Experts say you should think carefully before choosing an outlandish shade for your car’s colour. That’s because your motor’s paintwork has a bigger influence on its value than you might think.
Recently, reality TV star Katie Price put her Barbie pink Range Rover up for sale. However, experts reckon that its colour alone could have knocked as much as £3000 off its estimated £22,900 value. If you’re buying a new or used car, what impact will its colour have on the price you pay and what you sell it for? Read on to find out.
Which car colours lose value?
Loosely speaking, any colour that the majority of buyers won’t fancy is likely to knock pounds off a car’s resale value. That is why most mainstream car makers only offer cars in very conservative colours.

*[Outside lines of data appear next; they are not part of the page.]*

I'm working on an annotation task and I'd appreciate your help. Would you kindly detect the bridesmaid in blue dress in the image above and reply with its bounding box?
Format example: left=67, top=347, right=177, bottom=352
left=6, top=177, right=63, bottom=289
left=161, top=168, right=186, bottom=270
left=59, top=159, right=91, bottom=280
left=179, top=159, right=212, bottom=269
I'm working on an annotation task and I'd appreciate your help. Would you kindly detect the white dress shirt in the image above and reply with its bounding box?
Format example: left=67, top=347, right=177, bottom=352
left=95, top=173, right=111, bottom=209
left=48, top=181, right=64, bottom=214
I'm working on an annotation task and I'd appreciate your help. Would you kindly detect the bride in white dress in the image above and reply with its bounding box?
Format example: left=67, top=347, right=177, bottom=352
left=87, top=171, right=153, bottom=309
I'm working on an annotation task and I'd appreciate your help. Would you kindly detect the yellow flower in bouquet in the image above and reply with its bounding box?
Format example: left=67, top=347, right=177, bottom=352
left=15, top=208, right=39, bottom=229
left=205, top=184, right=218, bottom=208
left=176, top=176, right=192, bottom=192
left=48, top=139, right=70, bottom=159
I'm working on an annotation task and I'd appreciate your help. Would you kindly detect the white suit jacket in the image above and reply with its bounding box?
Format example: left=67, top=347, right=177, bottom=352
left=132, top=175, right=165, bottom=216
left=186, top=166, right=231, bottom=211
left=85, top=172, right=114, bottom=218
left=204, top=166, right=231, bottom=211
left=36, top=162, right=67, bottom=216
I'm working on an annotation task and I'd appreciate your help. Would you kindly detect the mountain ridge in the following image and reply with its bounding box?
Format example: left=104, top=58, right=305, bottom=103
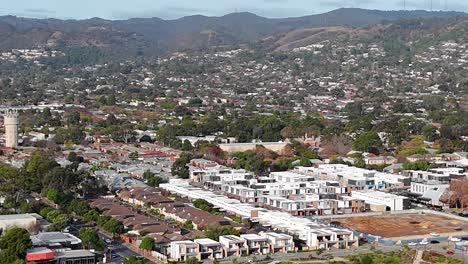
left=0, top=8, right=468, bottom=57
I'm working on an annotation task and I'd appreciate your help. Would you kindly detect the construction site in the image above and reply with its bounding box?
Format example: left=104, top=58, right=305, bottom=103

Why do some colours lose value?
It’s no accident that the best-selling colours tend to be the least offensive. In 2017 the most popular car colour was black, followed by grey, white, blue and silver. According to industry body the Society of Motor Manufacturers and Traders, around three in five new cars sold last year were either black, white, or grey. Prior to that, white was the most popular colour for four consecutive years, followed each time by black.
The reason for this is simple economics: supply and demand. More people want less outlandish colours which increases demand and keeps prices high. Fewer people want to stand out for, arguably, the wrong reasons. That makes demand for bright colours weaker and has an impact on price.
When asked about Katie Price’s pink Range Rover, consumer specialist at Cap hpi, Mark Bulmer explained: “Metallic silver, grey, black or white would enhance this car and I would say that the decision to go with Barbie Pink has wiped another £3000 off its value.”
What difference does a car’s colour make?
The colour can have a significant effect on a car’s price. Buy a car in an unpopular colour and it could knock between 10 and 15 per cent off the price. According to Cap hpi’s valuation team, a five-year old Ford Fiesta sized supermini that’s done 30,000 miles would sell for £4525 in a popular colour. In a less popular colour, it would be £3995.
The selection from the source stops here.